The economy is "turning a corner", Chancellor George Osborne is expected to say later today.
The BBC reports Osborne will make a speech in London stating there are "tentative signs of a balanced, broad based and sustainable recovery". He is, however, expected to stress that it is still in the early stages and "plenty of risks" remain.
The report said the Chancellor will say that recent months had "decisively ended" questions about his economic policy.
Revised gross domestic product figures showed the UK economy grew by 0.7% in the second quarter, with predictions it could reach 1% for the third quarter.
And last week the OECD economic agency sharply increased its growth forecast for the UK economy this year to 1.5% from an earlier estimate of 0.8%.
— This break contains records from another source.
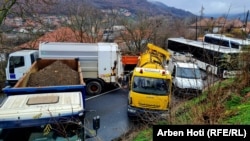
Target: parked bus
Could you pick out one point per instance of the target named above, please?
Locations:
(215, 59)
(223, 40)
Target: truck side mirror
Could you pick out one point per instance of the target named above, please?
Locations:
(96, 122)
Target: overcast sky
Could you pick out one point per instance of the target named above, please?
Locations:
(210, 6)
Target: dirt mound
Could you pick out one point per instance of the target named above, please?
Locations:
(57, 73)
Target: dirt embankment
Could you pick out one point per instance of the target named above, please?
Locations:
(57, 73)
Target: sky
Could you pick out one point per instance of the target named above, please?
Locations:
(210, 6)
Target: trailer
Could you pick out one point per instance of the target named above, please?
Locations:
(45, 105)
(100, 63)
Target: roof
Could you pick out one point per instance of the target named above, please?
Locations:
(21, 52)
(204, 45)
(62, 34)
(187, 64)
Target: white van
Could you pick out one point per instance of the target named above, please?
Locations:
(18, 63)
(187, 76)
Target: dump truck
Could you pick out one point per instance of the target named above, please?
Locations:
(150, 85)
(49, 99)
(187, 76)
(100, 63)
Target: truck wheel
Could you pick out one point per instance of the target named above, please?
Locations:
(94, 88)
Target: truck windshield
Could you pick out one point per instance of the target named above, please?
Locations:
(15, 62)
(193, 73)
(154, 86)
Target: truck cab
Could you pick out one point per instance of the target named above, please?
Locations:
(186, 75)
(18, 64)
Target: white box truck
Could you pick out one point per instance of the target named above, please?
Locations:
(187, 76)
(101, 63)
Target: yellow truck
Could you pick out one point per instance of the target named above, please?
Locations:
(150, 85)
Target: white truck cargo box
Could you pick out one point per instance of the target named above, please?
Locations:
(26, 110)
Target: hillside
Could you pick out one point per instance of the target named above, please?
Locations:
(133, 6)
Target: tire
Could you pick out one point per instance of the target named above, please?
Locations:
(93, 88)
(209, 69)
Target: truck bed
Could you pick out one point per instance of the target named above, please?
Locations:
(28, 110)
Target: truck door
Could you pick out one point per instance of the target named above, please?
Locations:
(16, 68)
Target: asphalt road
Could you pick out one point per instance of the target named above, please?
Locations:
(112, 109)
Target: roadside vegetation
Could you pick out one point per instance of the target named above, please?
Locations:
(224, 102)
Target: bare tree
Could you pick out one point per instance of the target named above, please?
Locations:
(85, 21)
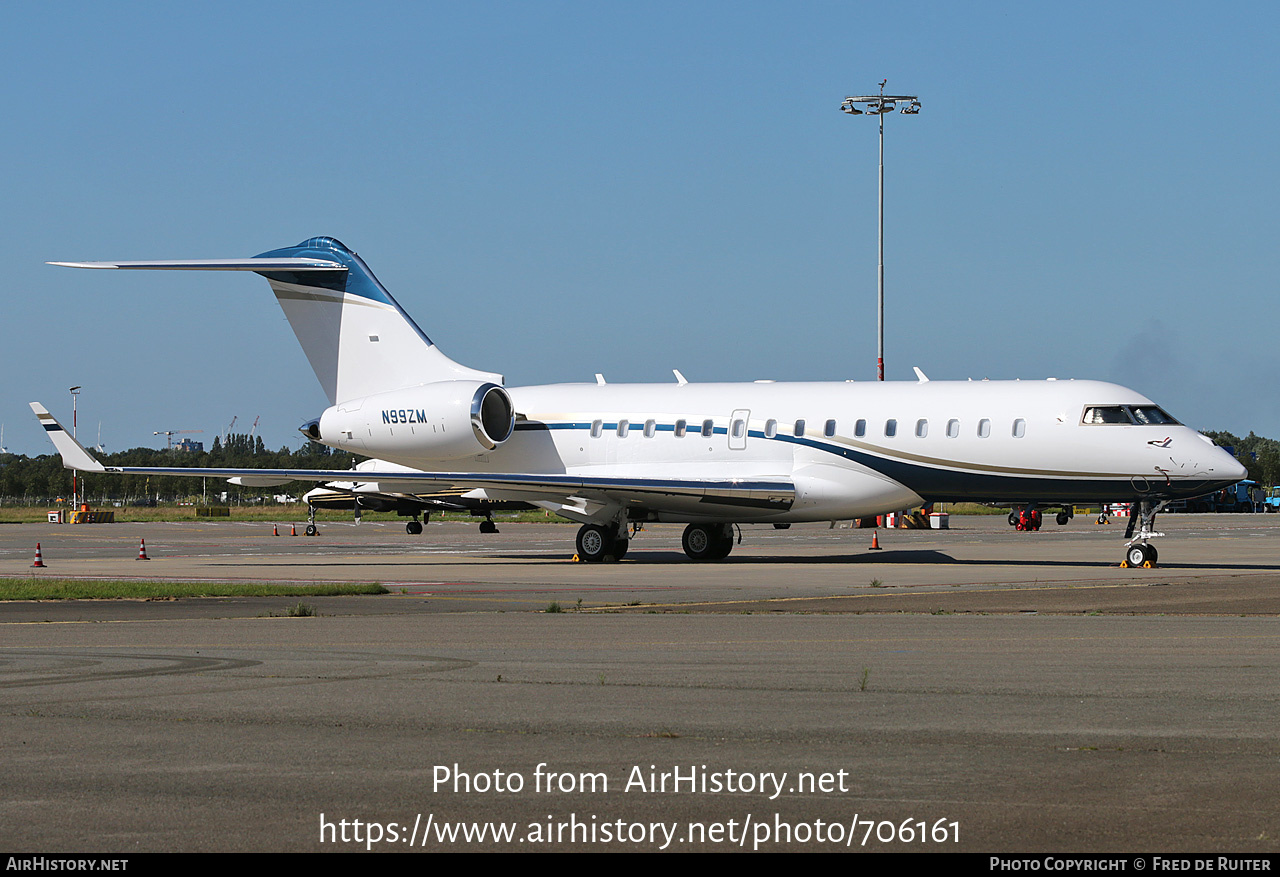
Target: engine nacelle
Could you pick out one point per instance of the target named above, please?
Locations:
(446, 420)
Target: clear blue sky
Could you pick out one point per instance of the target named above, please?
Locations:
(561, 188)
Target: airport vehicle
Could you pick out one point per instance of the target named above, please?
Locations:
(712, 456)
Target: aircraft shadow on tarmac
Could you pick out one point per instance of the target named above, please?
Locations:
(677, 558)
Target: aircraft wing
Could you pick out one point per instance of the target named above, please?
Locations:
(685, 494)
(219, 265)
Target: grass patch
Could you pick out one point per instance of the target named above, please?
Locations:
(76, 589)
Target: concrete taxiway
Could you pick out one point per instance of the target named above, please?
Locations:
(1019, 685)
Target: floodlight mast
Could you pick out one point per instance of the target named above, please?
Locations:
(880, 105)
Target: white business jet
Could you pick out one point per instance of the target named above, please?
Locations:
(712, 456)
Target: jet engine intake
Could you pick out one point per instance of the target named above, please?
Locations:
(446, 420)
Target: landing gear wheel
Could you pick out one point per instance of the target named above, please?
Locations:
(722, 548)
(1141, 553)
(594, 542)
(707, 542)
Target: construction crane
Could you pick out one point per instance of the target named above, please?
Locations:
(170, 433)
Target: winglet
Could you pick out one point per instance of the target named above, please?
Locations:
(73, 453)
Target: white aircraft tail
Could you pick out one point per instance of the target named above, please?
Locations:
(357, 338)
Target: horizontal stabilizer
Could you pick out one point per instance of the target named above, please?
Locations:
(73, 453)
(222, 265)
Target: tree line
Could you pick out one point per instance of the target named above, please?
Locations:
(44, 480)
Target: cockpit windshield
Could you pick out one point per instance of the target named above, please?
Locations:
(1127, 414)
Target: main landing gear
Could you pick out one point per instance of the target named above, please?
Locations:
(1138, 551)
(597, 542)
(702, 542)
(1028, 517)
(708, 542)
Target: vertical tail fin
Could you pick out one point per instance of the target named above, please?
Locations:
(357, 338)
Osborne (pictured) is expected to say: "The economic collapse was even worse than we thought. Repairing it will take even longer than we hoped. But we held our nerve when many told us to abandon our plan. And as a result, thanks to the efforts and sacrifices of the British people, Britain is turning a corner.
"Of course, many risks remain. These are still the early stages of recovery. But we mustn't go back to square one. We mustn't lose what the British people have achieved.
"This is a hard, difficult road we have been following. But it is the only way to deliver a sustained, lasting improvement in the living standards of the British people."
Labour dismissed the comments, saying Osborne was "trying to rewrite history".
"Three wasted years of flatlining under George Osborne have left ordinary families worse off and caused long-term damage to our economy," shadow Treasury minister Chris Leslie said.
"This desperate attempt to rewrite history will not wash when on every test he set himself, this chancellor's plan A has badly failed - on living standards, growth and the deficit."